Seperti nan diinginkan oleh Ketua MUI, Umar Shihab, tak ada lagi kelompok-kelompok dalam masyarakat nan ingin menjadi ‘Gepeng’, dan berprofesi sebagai pengemis. Tapi, menjadi ‘Gepeng’ itu, hanyalah sebab faktor keadaan, nan bersifat struktural. Dan, mereka tak bisa keluar dari kungkungan struktur nan terus menghambat kehidupan mereka. Orang-orang miskin tak memiliki akses ekonomi sama sekali, hanya sebagian kecil mereka nan bekerja di sektor informal, sebagai pemulung, dan jenis-jenis pekerjaan lainnya di sektor informal.

Mereka tak akan menjadi ‘Gepeng’, seandainya pemerintah memfasilitasi para ‘Gepeng’ dengan mendapatkan pendidikan informal, di berbagai bidang, dan mereka dihubungkan dengan para pemilik kapital membuka lapangan kerja. Tapi, orang-orang miskin, nan dijamin dalam konstitusi (UUD) ini tak mendapatkan perhatian, nan semestinya dari pemerintah. Padahal, mereka sebagai warga negara mempunyai hak-hak dasar nan harus dijamin berdasarkan UUD, dan ini sifatnya mutlak. Tapi, mengapa justru sekarang diperlakukan secara tak adil atas nasib mereka nan miskin itu?

Di sisi lainnya, pemerintah dengan sangat mudah menggelontorkan uang nan jumlahnya sangat fantastis Rp 7 triliun kepada Bank Century nan akhirnya juga ‘collapse’ (bangkrut). Peristiwa ini hanyalah mengulangi peristiwa tahun 1997-l998, ketika Indonesia menghadapi krisis di sektor finansial (keuangan), dan pemerintah menggelontorkan dana ‘likuiditas’ kepada sejumlah bank, nan nilai totalnya berjumlah Rp 650 triliun.
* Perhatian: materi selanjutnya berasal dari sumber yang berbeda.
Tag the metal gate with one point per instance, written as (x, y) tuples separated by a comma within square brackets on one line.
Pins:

Dan, sampai sekarang ini, pemerintah melalui APBN tetap membayar cicilan kembang utang, termasuk kembang dari dana nan sudah digelontorkan kepada bank-bank, nan jumlahnya mencapai 11 persen dari total APBN, yaitu mencapai Rp 109 triliun.

Mereka nan tersangkut dengan kasus BLBI termasuk dengan Bank Century itu, semuanya aman, dan tak ada nan ditindak secara hukum. Tapi, orang-orang nan ingin memberi sedekah dan para ‘Gepeng’ nan menerima sedekah, nan jumlahnya tak lebih dari Rp 5.000 – Rp 10.000 rupiah sudah harus dihukum dan didenda. Di mana keadilan itu? Wallahu ‘alam.